No, I don't think there is any evidence to support that idea. I haven't researched it in a while though so I'm not sure if there has been any newer research. After the birth of my first (I tore upward), I did extensive research on that very idea and could not find any evidence to support the idea that an episiotomy would be better. The opposite actually. I actually used to say that I wished I had been given an episiotomy but after researching, I no longer think that way. And to add to that, there really is no way to know if you are going to have a clitoral tear so it's impossible to make the choice of risking a worse perineal tear over a clitoral tear. The vast majority of all upward tears are not clitoral lacerations but instead very minor lacerations that heal quickly.

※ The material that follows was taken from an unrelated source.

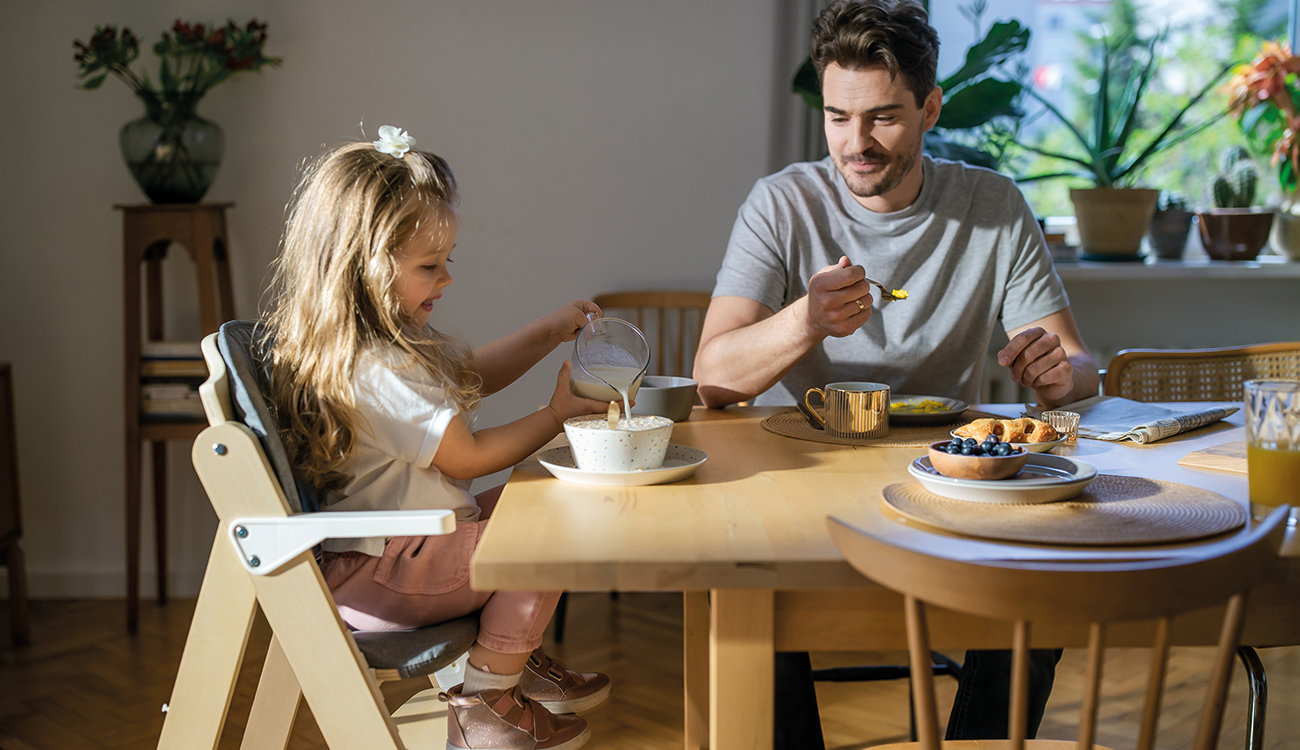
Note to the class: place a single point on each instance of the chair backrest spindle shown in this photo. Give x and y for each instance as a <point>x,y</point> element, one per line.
<point>674,345</point>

And not directed to the quote above but I just wanted to throw it out there that at a certain point an episiotomy may be necessary to aid in forcep/vacuum extraction or to get a baby out 2-5 contractions faster due to distress but in so many of those cases, it never needed to come to that. Having a provider massage your perineum does not help and instead makes things worse. Pushing in a non-body led position usually makes things worse. Cervical checks leading to pushing before the body is actually ready can make things worse and on and on. So while the final decision to do the episiotomy may be necessary, even in some of those cases it could have been avoided. I realize this isn't the case all of the time but food for thought.
post #20 of 25
Quote:
Originally Posted by cappuccinosmom View Post
Q about shoulder dystocia:

In my understanding, the shoulder is not stuck at the perinium, but hung up in the pelvis. How does and episiotomy relieve that? I'm not able to connect the concept with the anatomical reality of the perinium not being a pelvic bone.
What someone else said: if there are maneuvers that a provider can't do because there isn't room, it might be a reason for an episiotomy. In the two worst shoulder dystocias I've managed, I've been able to get my hands in where they needed to be and there wasn't a need for an epis and there wasn't tearing. Providers who cut an epis automatically when they think there will be a shoulder dystocia are creating an additional problem.

I haven't yet met the situation where I thought it was necessary to cut an episiotomy, and I know a lot of women who have been practicing midwives for a good long time and have never cut one or have only done 1 or 2 in long careers.

re: getting baby out faster...it seems like telling a mama that her baby needs to be born in the next push is a pretty powerful motivator and probably takes off more time than cutting an epis would. It's probably different for women who are anesthetized and can't really feel the effects of their pushing effort, or for women who have been listening to a pushing cheerleading chorus for a while (so the change in tone isn't obvious).

All that said, I can imagine scenarios when I'd cut an epis, and I can't say they're never necessary. I think they're rare especially in OOH births.